Grep-based retrieval at query time — runs grep -rnFI against the workspace and returns the top 5 hits as ±20-line windows. No embeddings, no semantic fallback. If your query terms don't literally appear in the relevant file, it won't surface.
Conversation summarizer — assumes a 32K-token model context, triggers summarization at 85% fill, keeps the last 4 turns. Token count is estimated at ~4 chars/token.

The VSCode side adds a manual context list — files/folders the user explicitly pins.

So for "add a flag to the report command" on a real codebase: it grabs the structural summary + 5 grep windows + whatever the user pinned. The wall it hits isn't context size — it's retrieval recall. A
cloud assistant with a 200K window doesn't help you if the right file never makes it into the prompt; this one just fails earlier and more visibly. Worth being honest about that tradeoff in the pitch.

Gemma 7B vs 27B benchmarks

No benchmarks in the repo — just an unsourced heuristic ("7B for dev, larger for review"). What does show up is empirical scar tissue: small Gemmas (the 4B class) repeatedly broke the structured edit format the agent needs, which had to be patched with few-shot examples in the prompt contract.
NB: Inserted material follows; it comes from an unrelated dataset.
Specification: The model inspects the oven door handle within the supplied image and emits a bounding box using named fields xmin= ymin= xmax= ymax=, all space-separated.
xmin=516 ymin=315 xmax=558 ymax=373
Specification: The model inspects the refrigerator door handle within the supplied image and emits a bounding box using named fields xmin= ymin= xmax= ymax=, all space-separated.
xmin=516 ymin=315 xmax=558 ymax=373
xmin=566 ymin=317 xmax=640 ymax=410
For an actual 7B-vs-27B comparison you'd want to run EvalPlus / HumanEval+ / SWE-bench Lite yourself. Public numbers favor 27B by a meaningful margin on multi-step edits; the gap narrows on single-file completion. But the more practical question for an agent loop isn't raw code quality — it's format adherence, and that's where smaller models disproportionately fail. If the model can't reliably emit the edit envelope, the quality of the code inside it doesn't matter.